As três realizadoras contaram ao BUALA, que este coletivo de mulheres Munduruku acompanha os problemas do seu povo e que trabalham na divulgação de várias denúncias, “para não depender dos jornalistas. Buscamos trazer notícias para dentro da nossa aldeia, e mostramos a realidade do nosso povo aos de fora. Também mostramos o que fazemos, a outros parentes, incentivando-os a fazer o mesmo. Também usamos as imagens para mostrar ao Governo que há que fazer a [prometida] demarcação.”

Atualmente, a situação no território Sawré Muybu é bastante preocupante, os Munduruku vivem sob as gravíssimas consequências da atividade ilegal do garimpo de ouro, que contamina, com mercúrio, as águas dos rios e todo o sistema fluvial. Vários estudos identificaram altos níveis de contaminação nas populações indígenas, uma vez que estas se alimentam sobretudo de peixe. Rilcelia Akai, que não se separou da sua bebé durante os quatro dias em que decorreu o encontro, revelou, num dos debates, que por ter níveis tão altos de mercúrio no sangue, não pensa voltar a ter filhos.10

O trabalho do Coletivo Audiovisual Daje Kapap Eypi é um dos exemplos de como as mulheres indígenas estão cada vez mais a usar os meios de comunicação para divulgar as ações de defesa do seu território. As suas denúncias expõem os ataques e a sua causa, apontam culpados, atribuem responsabilidades e pedem ações de compensação. A presença maioritariamente feminina no Climate Story Lab Amazónia tornou evidente como as mulheres estão cada vez mais no centro da luta. A abrangência da sua resistência reforça-se com a construção das suas próprias narrativas, no seu idioma e em consonância com as suas formas de existir e de ser. 
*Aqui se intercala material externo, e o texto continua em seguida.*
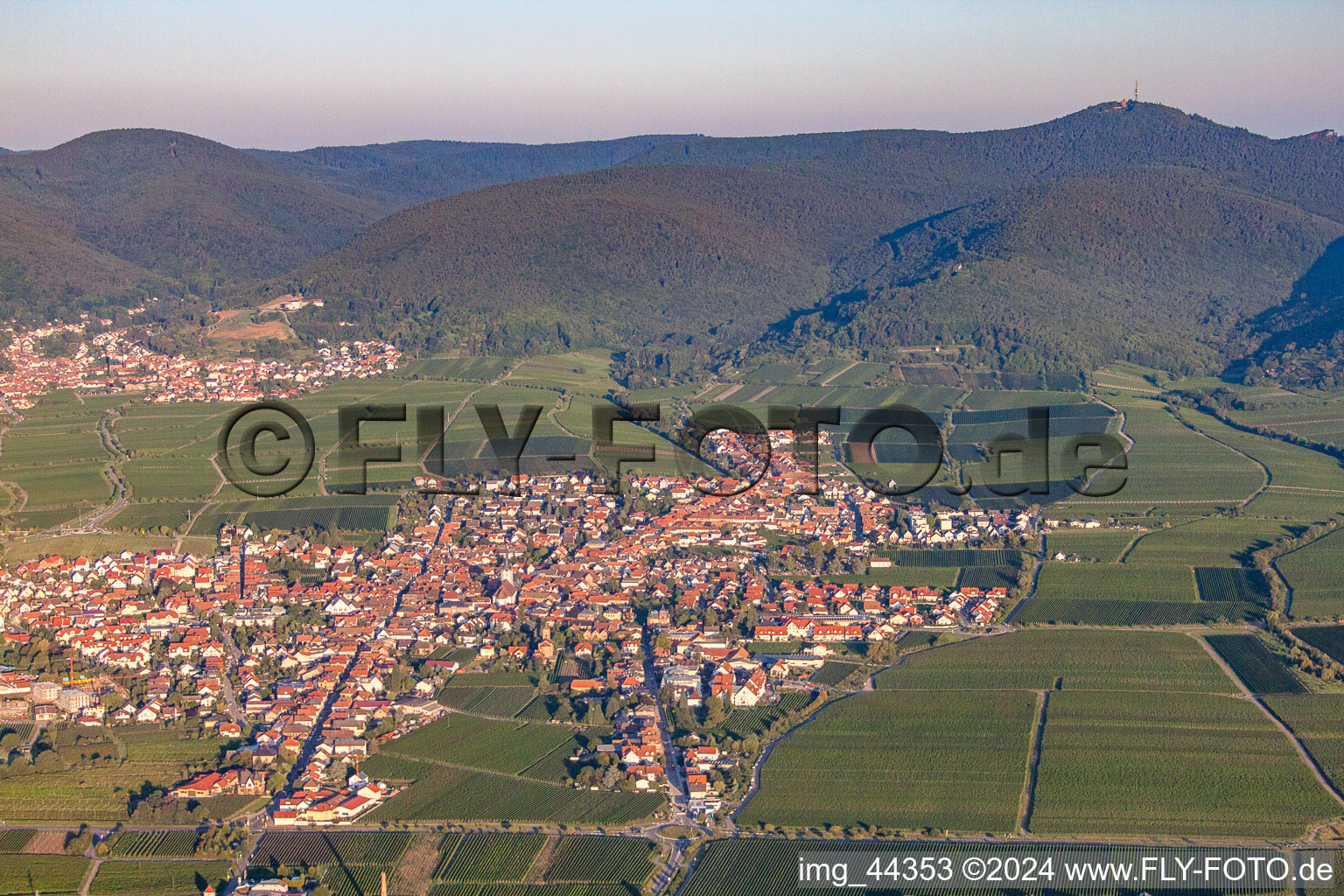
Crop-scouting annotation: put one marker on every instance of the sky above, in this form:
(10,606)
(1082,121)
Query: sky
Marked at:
(295,74)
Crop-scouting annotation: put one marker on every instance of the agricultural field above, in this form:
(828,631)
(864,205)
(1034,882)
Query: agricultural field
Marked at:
(1170,765)
(486,700)
(1171,464)
(1328,639)
(619,860)
(1214,542)
(55,457)
(1319,723)
(348,863)
(15,841)
(1074,660)
(1258,668)
(155,844)
(1102,546)
(1125,594)
(1313,419)
(913,760)
(162,878)
(446,793)
(832,673)
(754,720)
(507,747)
(1306,485)
(27,875)
(488,858)
(1313,575)
(458,368)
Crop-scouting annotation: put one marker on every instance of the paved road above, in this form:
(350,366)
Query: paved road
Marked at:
(235,654)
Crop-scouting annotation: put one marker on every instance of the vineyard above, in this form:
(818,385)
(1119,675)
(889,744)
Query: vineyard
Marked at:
(601,858)
(445,793)
(155,844)
(27,875)
(15,841)
(489,858)
(1110,612)
(1077,660)
(312,850)
(162,878)
(1170,765)
(351,864)
(481,743)
(957,557)
(1326,639)
(1319,722)
(486,700)
(832,673)
(1231,584)
(533,890)
(754,720)
(1256,664)
(900,760)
Esta força tem sido edificada, por um lado, dentro das comunidades, com ações de formação em audiovisual, cinema e outros meios de comunicação, através de projetos desenvolvidos pela organização Vídeo nas Aldeias, com mais de trinta anos de atividade, ou pelo Instituto Catitu, que tem dedicado uma atenção especial às mulheres indígenas. Por outro lado, a implementação de políticas de inclusão educativa pelo governo, no início dos anos 2000, permitiu aos jovens saírem das comunidades para estudarem em centros de formação ou universidades em áreas urbanas. 
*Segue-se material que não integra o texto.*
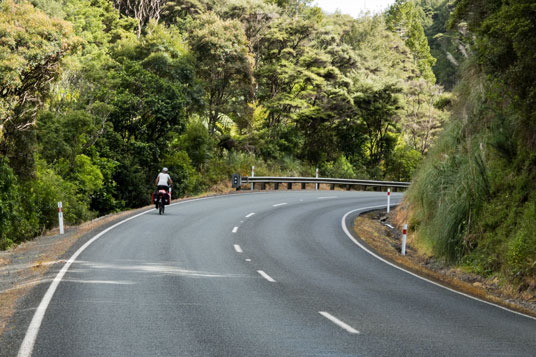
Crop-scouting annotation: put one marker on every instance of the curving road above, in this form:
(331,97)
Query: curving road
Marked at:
(267,274)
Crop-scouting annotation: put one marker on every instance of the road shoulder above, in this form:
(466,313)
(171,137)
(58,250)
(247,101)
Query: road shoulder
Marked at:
(374,229)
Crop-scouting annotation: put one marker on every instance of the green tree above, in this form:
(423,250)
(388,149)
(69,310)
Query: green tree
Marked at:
(32,46)
(405,18)
(224,65)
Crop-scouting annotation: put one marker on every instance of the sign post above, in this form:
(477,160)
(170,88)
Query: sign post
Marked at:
(388,200)
(60,217)
(252,175)
(404,236)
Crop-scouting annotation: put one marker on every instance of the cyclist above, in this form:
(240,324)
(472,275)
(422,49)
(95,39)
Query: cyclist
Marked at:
(163,181)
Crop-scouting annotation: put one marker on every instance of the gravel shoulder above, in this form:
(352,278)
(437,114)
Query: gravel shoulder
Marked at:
(374,228)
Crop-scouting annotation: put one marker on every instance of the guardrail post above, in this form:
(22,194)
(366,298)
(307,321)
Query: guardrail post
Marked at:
(404,237)
(60,216)
(388,200)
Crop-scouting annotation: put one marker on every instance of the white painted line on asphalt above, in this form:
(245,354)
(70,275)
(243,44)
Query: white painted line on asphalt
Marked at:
(345,229)
(28,343)
(266,276)
(338,322)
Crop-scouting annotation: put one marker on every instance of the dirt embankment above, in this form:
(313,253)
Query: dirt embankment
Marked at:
(374,228)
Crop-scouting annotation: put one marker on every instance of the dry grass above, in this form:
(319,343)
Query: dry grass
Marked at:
(386,242)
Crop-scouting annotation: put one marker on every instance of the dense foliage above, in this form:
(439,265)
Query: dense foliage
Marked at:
(97,95)
(474,199)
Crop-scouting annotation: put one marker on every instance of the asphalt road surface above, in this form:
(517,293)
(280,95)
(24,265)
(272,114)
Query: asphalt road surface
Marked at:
(266,274)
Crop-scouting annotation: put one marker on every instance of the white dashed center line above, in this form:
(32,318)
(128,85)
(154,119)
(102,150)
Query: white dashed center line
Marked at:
(266,276)
(238,249)
(338,322)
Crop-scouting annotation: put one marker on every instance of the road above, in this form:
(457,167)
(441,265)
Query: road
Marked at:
(266,274)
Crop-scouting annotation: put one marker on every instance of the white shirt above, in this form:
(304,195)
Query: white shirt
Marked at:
(163,179)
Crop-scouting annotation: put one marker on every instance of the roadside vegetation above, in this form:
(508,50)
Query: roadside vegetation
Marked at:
(96,96)
(473,201)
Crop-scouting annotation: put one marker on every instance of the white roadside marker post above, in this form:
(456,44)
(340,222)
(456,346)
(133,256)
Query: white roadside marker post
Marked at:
(388,200)
(252,175)
(60,216)
(404,236)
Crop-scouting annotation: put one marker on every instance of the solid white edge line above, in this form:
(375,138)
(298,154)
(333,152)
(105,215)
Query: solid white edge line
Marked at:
(266,276)
(28,343)
(345,229)
(339,323)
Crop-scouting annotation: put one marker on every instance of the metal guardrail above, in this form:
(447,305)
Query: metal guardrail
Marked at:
(263,180)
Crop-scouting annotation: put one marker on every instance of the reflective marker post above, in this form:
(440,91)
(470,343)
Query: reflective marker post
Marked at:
(388,200)
(404,235)
(252,175)
(60,216)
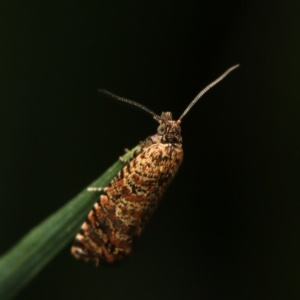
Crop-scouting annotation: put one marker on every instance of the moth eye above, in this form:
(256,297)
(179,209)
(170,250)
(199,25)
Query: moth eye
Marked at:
(161,130)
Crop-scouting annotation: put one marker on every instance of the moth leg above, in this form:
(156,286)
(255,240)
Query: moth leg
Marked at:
(126,150)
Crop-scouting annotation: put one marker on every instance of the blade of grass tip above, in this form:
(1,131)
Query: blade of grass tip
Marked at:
(20,264)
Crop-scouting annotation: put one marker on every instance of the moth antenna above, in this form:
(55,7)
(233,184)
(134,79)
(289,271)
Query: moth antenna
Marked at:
(206,89)
(156,117)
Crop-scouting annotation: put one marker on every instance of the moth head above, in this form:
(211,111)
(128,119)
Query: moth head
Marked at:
(169,131)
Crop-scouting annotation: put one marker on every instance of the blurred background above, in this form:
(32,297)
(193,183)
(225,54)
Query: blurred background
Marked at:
(228,227)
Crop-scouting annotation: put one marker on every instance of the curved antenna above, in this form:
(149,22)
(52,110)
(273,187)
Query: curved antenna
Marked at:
(156,117)
(206,89)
Desde 2009, o Instituto Catitu tem atuado, sobretudo, no Parque Indígena do Xingu.11 Em conversa com o BUALA, Mari Corrêa, realizadora, fundadora e diretora do Instituto, explicou que “o trabalho desenvolvido contempla outras formas de filmar e de se relacionar com o sujeito filmado. Não consiste em apenas fazer um filme, mas sim estabelecer uma relação de troca. Quando vamos fazer as oficinas, respondemos a um convite. Os caciques [chefes indígenas] abraçaram o audiovisual como ferramenta política. Têm vontade de comunicar para fora.” E as mulheres assumem essa missão. 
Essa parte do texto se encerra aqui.